And why should the SLPP pay Sama Banya?
People often ask me how I could write so regularly on a variety of subjects and according to them, still make my writing so easily readable and interesting. It would be immodest of me if I stated that I am not usually flattered by such glowing tribute. My answer has always been that it is because I do not invent or fabricate my stories which are usually factual; and where I have inadvertently been in error I have never hesitated to acknowledge my lapse and immediately offer my unqualified apology. At the time that I first took an interest in newspapers and journalists, and believe me that was a very long time ago, one of the first things that I learnt was that Journalism was a very honourable profession. That those who practice it must be well trained, well educated and always well informed; above all that they must possess qualities of honesty and high moral integrity. Sierra Leone has produced such a fine crop of individuals in the past of whom this country must be very proud. I can immediately think of I T A Wallace-Johnson, Thomas Decker, Bannerson Decker, Lamina Sankoh, nee Rev. E N Jones all of yester years. Today I would name Julius Spencer, Bamidele Awoonor Gordon, Sylvia Blyden and a few more. Some of the others I would describe as charlatans who ought to have nothing to do with the profession; others are what we refer to in local parlance as “Hand to mot” journalists. In this latter group also are those who like many ordinary people, may be compared to ants as they always know where the sugar is or the side of the bread slice that has the butter and marmalade. I will without any hesitation, describe the editorial team of the African champion newspaper and some of the columnists as at once belonging to all of the above.

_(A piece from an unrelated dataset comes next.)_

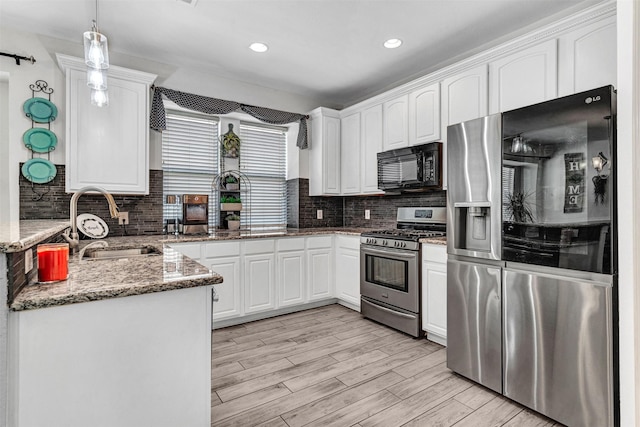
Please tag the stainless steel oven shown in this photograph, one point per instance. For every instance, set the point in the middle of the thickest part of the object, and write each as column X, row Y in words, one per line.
column 390, row 269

There is hardly an edition of the African champion newspaper that does not carry a sensational but quite erroneous headline. There is hardly a gossip story that is not tainted or laced with lies and plane dishonesty. The stories are never written in ignorance; most are deliberate and meant to destroy the character and reputation of their victims. Again I say this from personal experience because there is hardly a story about me which is truthful. The paper’s Monday August 9 edition carries a story that tribalism had split the opposition Sierra Leone Peoples party SLPP. It is obvious that the editor had neither heard nor read Dr. Bobson Sesey’s statement at the reopening of the SLPP’s rehabilitated and refurbished headquarter building. And like in other of its made-up stories, there is always a highly placed member of our party who allegedly confides in the editorial team. I have written on several occasions that I joined the APC in early 1977 and entered Parliament for the first time in January 1978. Throughout my period in the House, (January 1978 – May 1986) there was only one incidence of violence in the entire Kailahun district in general and in the Kailahun south constituency in particular in which some members of my campaign team and I were in fact the victims. Yet in its Tuesday August 10 edition, the newspaper reports that I abandoned my party when we lost the election in 1967 and joined the APC, a practice which was started by me and has continued to this day. It added that “When Sama Banya became a member of the APC he immediately went on the attack against his own people and several people in Pendembu, Baiwala, Segbwema and even in Kailahun town became victims of Sama Banya and his thugs.” It accused me of committing atrocities using the name of the APC. It is people like these, who have nothing constructive to their credit who won’t bat an eyelid in when comparing the integrity of others with their own baseness.
In the same edition a Karifa Bangura asks whether the SLPP can do without Sama Banya. The answer to that is an emphatic “YES!” It was the late Siaka Stevens when he was handing over the leadership of the APC to Major-General Joseph Saidu Momoh in 1985 who said, “In this mundane world of ‘dog eats dog,’ no man is indispensable.” Need I repeat that there is a surfeit of intellectuals and leadership material that will take over the mantle of this 80 year old man the moment he lays it down. I wonder when these adolescents would cease referring to my age instead of striving to match my intellect. That’s a challenge to Karifa Bangura and his type who are obsessed with the matter of my age.